From: http://blog.csdn.net/xianlingmao/article/details/5774435
Graphical model is a general term for a type of technology that uses graphs to represent probability distribution.
Its main advantage is to express the conditions in the probability distribution independently in the form of graphs, so that a probability distribution (specific, and application-related) can be expressed as the product of many factors, this simplifies the calculation of a probability distribution on the edge. Here, the edge refers to the probability distribution of given n variables and the calculation of the probability distribution of M variables (M <n ).
There are two main types of graph models: Bayesian Networks (digraph models) and Markov networks (undirected graph models ).
When talking about a graph model, there are three main concerns:
1)Representation); Refers to what a graph model should look like.
2)Inference)It refers to how to calculate the probability of a query when the graph model is known. For example, we have observed some nodes to calculate the probability of other unknown nodes.
3)Learning)There are two types: Graph Structure Learning and graph parameter learning.
In this article, we will focus on the representation of the graph model. In future articles, we will discuss other aspects of the graph model.
1. Representation of directed graph models
As the name implies, the structure representation of a directed graph model is in the form of a directed graph. A directed graph is used to represent a probability distribution and thus can be used for inference.
For a directed graph model, how does one express a probability distribution through a directed graph?
For a probability distribution P (x1, x2,..., xn), we can use the chain theory in probability theory to write it as a factor.
P (x1, x2 ,..., XN) = P (X1) P (X2 | X1) P (X3 | x1, x2 ).... P (XN | X1, x2 .... X _ (n-1 ))
This is a general form of probability distribution. When a specific probability distribution occurs, many random variables are independent or the conditions are independent.
The preceding formula is further simplified. For example, if X3 and X1 are independent under a given X2 condition, P (X3 | x1, x2) = P (X3 | X2 ). In the simplified conditional probability distribution, we create a directed graph for each factor. Each random variable corresponds to a node of the graph, and then for each factor, each random variable node in its condition division points an edge to a non-conditional variable node. After all the factors are completed, a directed graph model can be formed. This may be too abstract. I will discuss its principles with a specific example below.
Assume that the probability distribution P (x1, x2, X3) = P (X1) P (X2 | X1) P (X3 | X1)
Then its directed graph model can be expressed
Instead, given a directed graph, we can directly write the probability distribution represented by this graph. You can try to write its probability distribution from the above graph.
Formally, the probability distribution represented by a directed graph model can be written as: P (X) = IIP (XI | PA (XI), whereXRepresents the vector of the random variable, II represents the product, PA (xi) represents the Father's Day of Xi.

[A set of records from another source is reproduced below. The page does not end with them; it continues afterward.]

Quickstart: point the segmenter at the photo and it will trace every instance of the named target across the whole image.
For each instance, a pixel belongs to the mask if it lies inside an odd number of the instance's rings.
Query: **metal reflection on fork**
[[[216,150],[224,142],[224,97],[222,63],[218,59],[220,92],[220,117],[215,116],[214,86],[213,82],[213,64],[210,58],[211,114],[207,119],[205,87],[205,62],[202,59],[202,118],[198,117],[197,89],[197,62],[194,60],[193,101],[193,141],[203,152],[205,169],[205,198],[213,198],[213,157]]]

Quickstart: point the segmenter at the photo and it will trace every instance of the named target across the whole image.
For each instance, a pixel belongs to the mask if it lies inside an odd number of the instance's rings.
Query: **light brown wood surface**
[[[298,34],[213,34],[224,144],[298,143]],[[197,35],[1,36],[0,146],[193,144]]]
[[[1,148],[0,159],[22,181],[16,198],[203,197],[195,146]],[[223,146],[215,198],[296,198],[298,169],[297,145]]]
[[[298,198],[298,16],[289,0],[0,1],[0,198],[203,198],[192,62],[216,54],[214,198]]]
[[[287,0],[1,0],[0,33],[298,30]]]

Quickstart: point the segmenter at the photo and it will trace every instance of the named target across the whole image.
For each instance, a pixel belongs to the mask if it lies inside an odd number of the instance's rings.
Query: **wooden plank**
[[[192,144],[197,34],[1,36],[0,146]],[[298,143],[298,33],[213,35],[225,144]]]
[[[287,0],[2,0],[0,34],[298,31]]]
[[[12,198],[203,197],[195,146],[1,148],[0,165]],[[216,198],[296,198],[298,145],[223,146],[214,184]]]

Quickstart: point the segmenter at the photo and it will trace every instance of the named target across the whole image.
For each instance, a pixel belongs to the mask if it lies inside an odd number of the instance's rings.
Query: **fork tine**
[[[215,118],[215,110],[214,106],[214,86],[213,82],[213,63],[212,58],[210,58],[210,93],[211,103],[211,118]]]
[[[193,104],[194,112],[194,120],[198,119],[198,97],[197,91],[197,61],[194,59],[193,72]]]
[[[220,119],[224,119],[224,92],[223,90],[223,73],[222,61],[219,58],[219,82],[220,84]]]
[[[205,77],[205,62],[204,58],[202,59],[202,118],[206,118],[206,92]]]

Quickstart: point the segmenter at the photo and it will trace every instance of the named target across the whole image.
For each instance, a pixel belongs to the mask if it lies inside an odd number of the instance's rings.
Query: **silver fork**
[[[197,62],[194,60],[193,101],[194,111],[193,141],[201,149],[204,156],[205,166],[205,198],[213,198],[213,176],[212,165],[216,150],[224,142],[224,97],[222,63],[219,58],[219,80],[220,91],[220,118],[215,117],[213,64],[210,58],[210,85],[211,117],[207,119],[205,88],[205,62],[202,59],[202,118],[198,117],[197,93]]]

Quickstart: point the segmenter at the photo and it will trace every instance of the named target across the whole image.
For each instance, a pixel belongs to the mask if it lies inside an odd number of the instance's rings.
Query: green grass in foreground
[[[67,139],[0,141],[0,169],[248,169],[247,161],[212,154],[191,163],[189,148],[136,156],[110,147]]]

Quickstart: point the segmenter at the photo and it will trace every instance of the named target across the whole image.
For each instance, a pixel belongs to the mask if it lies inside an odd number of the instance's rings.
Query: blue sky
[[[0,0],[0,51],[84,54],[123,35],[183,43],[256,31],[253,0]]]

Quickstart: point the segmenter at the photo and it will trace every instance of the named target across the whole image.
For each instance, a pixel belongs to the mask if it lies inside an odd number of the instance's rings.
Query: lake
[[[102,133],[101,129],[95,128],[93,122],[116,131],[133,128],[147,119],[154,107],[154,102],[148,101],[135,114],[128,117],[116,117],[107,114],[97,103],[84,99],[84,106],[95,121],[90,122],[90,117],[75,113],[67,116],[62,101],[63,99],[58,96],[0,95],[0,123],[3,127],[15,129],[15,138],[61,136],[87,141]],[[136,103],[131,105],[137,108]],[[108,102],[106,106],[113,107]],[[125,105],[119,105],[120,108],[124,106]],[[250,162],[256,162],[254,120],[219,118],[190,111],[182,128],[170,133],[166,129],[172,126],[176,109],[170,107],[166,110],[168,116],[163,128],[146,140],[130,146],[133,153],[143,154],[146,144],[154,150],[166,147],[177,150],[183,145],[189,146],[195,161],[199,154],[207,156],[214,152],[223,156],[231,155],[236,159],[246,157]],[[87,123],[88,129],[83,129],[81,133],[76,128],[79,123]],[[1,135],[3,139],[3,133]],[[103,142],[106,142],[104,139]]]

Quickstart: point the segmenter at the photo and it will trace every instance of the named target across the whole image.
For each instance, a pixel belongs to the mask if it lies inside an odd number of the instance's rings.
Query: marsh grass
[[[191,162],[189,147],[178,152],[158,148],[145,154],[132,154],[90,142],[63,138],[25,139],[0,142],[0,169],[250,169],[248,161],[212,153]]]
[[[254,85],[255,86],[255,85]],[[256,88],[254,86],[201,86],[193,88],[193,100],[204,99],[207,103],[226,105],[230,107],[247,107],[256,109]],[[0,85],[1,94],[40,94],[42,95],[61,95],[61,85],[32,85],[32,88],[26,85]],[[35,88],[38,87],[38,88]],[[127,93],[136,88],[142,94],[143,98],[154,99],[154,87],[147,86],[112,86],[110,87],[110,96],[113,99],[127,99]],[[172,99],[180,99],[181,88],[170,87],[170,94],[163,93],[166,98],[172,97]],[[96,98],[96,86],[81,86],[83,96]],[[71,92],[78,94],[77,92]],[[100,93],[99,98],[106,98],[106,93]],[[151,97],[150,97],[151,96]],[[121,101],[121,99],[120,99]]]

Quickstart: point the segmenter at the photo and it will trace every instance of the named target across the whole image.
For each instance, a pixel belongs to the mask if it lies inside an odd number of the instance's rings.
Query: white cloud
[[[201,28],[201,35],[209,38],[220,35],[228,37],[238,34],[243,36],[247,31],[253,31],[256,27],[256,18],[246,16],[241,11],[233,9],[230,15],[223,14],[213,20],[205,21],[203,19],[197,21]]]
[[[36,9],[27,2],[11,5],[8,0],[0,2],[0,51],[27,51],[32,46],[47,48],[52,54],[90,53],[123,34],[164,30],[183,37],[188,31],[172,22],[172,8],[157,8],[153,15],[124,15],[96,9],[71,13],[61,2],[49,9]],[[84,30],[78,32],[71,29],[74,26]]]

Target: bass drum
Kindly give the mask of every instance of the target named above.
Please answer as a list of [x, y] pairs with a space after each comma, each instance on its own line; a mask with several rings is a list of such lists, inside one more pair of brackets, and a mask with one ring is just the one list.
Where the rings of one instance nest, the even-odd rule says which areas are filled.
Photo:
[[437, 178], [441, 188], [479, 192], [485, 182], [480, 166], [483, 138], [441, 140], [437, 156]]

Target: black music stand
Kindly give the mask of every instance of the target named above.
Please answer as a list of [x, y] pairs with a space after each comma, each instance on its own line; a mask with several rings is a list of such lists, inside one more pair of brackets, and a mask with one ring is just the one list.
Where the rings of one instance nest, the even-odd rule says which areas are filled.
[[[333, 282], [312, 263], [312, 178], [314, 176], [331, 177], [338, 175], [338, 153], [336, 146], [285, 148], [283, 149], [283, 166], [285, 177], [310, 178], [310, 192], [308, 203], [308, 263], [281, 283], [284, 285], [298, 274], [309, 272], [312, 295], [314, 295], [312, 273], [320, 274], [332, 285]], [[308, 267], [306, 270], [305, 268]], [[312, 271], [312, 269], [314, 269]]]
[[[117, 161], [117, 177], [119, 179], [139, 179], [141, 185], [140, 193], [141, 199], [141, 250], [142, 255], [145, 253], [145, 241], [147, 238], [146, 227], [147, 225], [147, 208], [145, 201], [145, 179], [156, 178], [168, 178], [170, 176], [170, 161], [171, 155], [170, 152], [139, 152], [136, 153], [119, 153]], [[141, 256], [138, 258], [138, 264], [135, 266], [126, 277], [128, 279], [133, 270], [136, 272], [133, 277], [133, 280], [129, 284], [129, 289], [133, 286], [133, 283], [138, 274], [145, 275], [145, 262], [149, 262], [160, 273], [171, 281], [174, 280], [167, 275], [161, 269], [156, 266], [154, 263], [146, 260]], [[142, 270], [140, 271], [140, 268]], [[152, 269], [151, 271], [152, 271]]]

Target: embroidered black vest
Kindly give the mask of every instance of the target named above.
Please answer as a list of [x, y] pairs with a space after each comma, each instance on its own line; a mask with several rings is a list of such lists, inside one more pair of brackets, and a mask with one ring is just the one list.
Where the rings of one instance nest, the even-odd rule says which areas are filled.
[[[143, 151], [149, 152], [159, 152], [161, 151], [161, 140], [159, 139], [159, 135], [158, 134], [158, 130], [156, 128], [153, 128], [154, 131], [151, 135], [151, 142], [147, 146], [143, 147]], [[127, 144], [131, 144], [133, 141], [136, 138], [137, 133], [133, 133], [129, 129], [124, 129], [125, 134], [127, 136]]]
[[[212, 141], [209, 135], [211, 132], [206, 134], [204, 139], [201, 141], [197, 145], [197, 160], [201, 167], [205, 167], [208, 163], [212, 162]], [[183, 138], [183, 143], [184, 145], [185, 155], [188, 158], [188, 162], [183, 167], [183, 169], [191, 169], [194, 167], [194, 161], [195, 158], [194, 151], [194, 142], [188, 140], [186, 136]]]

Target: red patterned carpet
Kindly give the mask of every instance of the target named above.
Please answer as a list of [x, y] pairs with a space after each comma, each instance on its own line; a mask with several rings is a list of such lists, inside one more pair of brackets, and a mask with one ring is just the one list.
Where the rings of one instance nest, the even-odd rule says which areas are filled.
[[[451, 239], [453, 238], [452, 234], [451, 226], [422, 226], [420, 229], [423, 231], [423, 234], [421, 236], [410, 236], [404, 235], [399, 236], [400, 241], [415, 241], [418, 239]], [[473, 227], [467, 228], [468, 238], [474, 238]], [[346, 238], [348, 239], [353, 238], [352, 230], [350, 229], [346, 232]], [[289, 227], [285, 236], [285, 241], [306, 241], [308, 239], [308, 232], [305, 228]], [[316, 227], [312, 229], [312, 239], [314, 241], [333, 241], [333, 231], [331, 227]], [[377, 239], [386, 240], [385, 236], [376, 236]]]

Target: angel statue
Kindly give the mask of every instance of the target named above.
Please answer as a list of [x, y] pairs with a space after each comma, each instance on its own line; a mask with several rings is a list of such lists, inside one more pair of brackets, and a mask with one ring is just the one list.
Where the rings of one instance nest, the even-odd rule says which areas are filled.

From the above description, we can see that to fully represent a probability distribution, on the one hand, we need to know its topological structure, that is, its graphical structure;
On the other hand, we also need to know the distribution of various factors of probability distribution, that is, P (XI | PA (XI) in the above formula needs to know.
What is the form of a complete Directed Graph Model with another graph?
Each node in the preceding figure has a conditional probability distribution table (CPT), which is a parameter of the directed graph model, namely P (XI | PA (XI )).
2. Representation of undirected graph models
The undirected graph model is similar to the directed graph model to represent a probability distribution. At the same time, the condition between variables must be independently encoded in the graph representation, in this way, the representation of probability distribution can be expressed as the product of factors. The difference is that the undirected graph model is built on an undirected graph, while the directed graph model is built on a directed graph.
Let's first look at an example:
Is a complete representation of an undirected graph model. The left side is its topology and the right side is its parameters.
The undirected graph model is centered on the potential function defined on the largest group. Specifically, in this example, it has four groups: AC, AB, BD, CD. Then we need to define the corresponding potential energy function on the four groups, as shown on the right side. Note that the potential energy function must be positive.
In the end, the probability distribution of this undirected graph model is P (A, B, C, D) = (1/z) */PHI (a, c) */PHI (, b) */PHI (c, d) */PHI (B, d)
Z is the normalization factor, because the potential energy function is not normalized, and the probability is [], so normalization is required; /PHI indicates the corresponding potential energy function (because it cannot represent mathematical symbols, it is represented by symbols in latex ).
Therefore, the probability distribution represented by an undirected graph model can be formally expressed:
P (X) = (1/z) * II _ {I = 1} ^ {n}/PHI (CI (x )), the I-TH group represented by CI (all use symbols in latex to represent mathematical formulas.
Iii. Summary
Whether directed graph model or undirected graph model, we need to pay attention to its two aspects, one is to determine its structure; the other is to determine its parameters. For directed graph model, the conditional probability table needs to be determined. For an undirected graph model, the potential energy function of each group needs to be determined.